Nasdaq OMX has introduced 'volatility guards' for its Nordic and Baltic markets, ensuring that trading will be paused in stocks that see a sharp price change.
The volatility guard is a trading pause and resumption process designed to restore an orderly market in a single security listed on Nasdaq OMX's exchanges in Stockholm, Helsinki, Copenhagen, Iceland, Tallinn, Riga and Vilnius and the First North growth market.
It will kick in if an order deviates too much in percentage from the last sale price or the reference price. When triggered, continuous trading is halted and followed by an auction period which lasts 60 to 180 seconds, after which the order book moves back to continuous trading.

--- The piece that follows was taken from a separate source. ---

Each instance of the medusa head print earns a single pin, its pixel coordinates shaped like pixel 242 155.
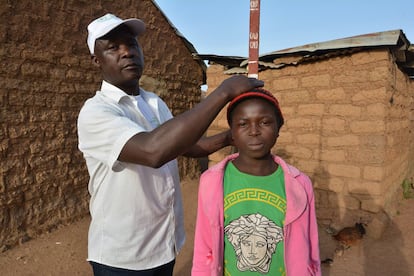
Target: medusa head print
pixel 254 239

The exchange operator says it has introduced the measure to help tackle the issues and demands thrown up by technology-driven high-speed trading, ensuring investor and listed company confidence in price formation integrity.
Hans-Ole Jochumsen, president, Nasdaq OMX Nordic, says: "One of the important lessons that we have learned from the recent market volatility and the financial crisis is the importance of a coordinated strategy to combat market instability, as well as the new complexity of modern, integrated and highly electronic markets."

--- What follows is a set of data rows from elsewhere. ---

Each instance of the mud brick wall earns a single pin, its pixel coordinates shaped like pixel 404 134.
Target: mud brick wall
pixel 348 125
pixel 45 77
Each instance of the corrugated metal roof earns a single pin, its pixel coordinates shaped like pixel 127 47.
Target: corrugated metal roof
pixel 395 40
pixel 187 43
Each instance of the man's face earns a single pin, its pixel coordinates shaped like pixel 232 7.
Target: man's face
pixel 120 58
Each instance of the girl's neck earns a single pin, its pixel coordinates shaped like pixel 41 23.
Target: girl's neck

In the US circuit breaker rules, requiring trading in a Standard & Poor's 500 stock to pause for five minutes if its price changes by more than 10%, were introduced in June in response to the so-called "flash crash" on 6 May, which saw the Dow Jones industrial average plummet in minutes.
Meanwhile, the fallout from the crash continues with speculation growing that a new "limit up / limit down" system could be introduced instead of or alongside circuit breakers.
According to Reuters, the SEC and exchanges are holding informal talks on the system, which provides temporary ceilings and floors for stocks that refresh regularly through the day. This means big price swings are slowed without trading needing to halt altogether.
The limit up / limit down system, used in US futures markets since 1987, could be rolled out by the end of the year, says Reuters.